According to ABC News, federal prosecutors in Manhattan are now investigating the nation's third-largest bank to conclude whether their hiring practices broke the law.
Last month, current and former Wells Fargo employees told the New York Times that higher-ups regularly gave directives to interview women and people of color for positions that were already filled. These sham interviews were conducted to fill diversity quotas and keep government agencies off the company's back, the employees said.
The investigation into Wells Fargo's hiring practices is still in its early stages, and the charges the bank will potentially face are unknown, ABC News reports. The probe is being led by a civil rights unit within the Manhattan federal prosecution office.

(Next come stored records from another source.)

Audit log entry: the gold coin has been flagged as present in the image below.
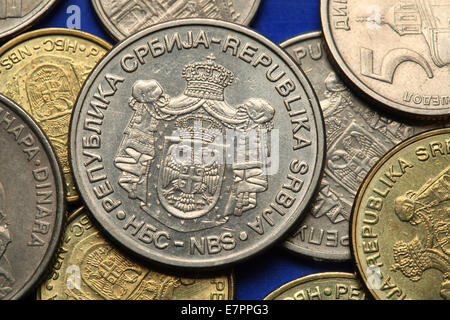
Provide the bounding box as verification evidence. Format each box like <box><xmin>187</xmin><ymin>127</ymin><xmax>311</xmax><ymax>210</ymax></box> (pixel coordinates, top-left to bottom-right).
<box><xmin>37</xmin><ymin>207</ymin><xmax>235</xmax><ymax>300</ymax></box>
<box><xmin>0</xmin><ymin>28</ymin><xmax>112</xmax><ymax>202</ymax></box>
<box><xmin>352</xmin><ymin>128</ymin><xmax>450</xmax><ymax>300</ymax></box>
<box><xmin>263</xmin><ymin>272</ymin><xmax>367</xmax><ymax>300</ymax></box>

Former Wells Fargo employee Joe Bruno was at the center of the New York Times report. Bruno said he was fired after speaking out about the phony interviews being conducted for applicants considered as diverse.

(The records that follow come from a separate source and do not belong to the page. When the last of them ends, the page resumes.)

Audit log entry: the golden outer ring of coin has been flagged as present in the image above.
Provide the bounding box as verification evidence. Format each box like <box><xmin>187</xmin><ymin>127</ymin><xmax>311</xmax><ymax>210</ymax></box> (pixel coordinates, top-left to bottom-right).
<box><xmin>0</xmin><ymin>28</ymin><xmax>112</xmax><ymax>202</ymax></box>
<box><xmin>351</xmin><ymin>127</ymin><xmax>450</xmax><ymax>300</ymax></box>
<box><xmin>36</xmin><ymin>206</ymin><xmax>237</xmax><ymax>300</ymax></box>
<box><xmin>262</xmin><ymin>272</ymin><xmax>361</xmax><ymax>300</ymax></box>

Wells Fargo employs over 235,000 Americans. Of its employees, 13 percent are Black, 17 percent are Latino, and 55 percent of the bank's workers are white, reports say.
The company said in a statement to ABC News, “No one should be put through an interview without a real chance of receiving an offer, period. The diverse slate guidelines we put in place are meant to increase diverse representation across the company and we can see meaningful results in our hiring data since 2020.”
“At the same time, it’s important that implementation of our guidelines is consistent. Earlier this week, the company temporarily paused the use of its diverse slate guidelines. During this pause, the company is conducting a review so that hiring managers, senior leaders, and recruiters fully understand how the guidelines should be implemented – and so we can have confidence that our guidelines live up to their promise,” Wells Fargo's statement reads.
The bank did not address the reported ongoing federal investigation.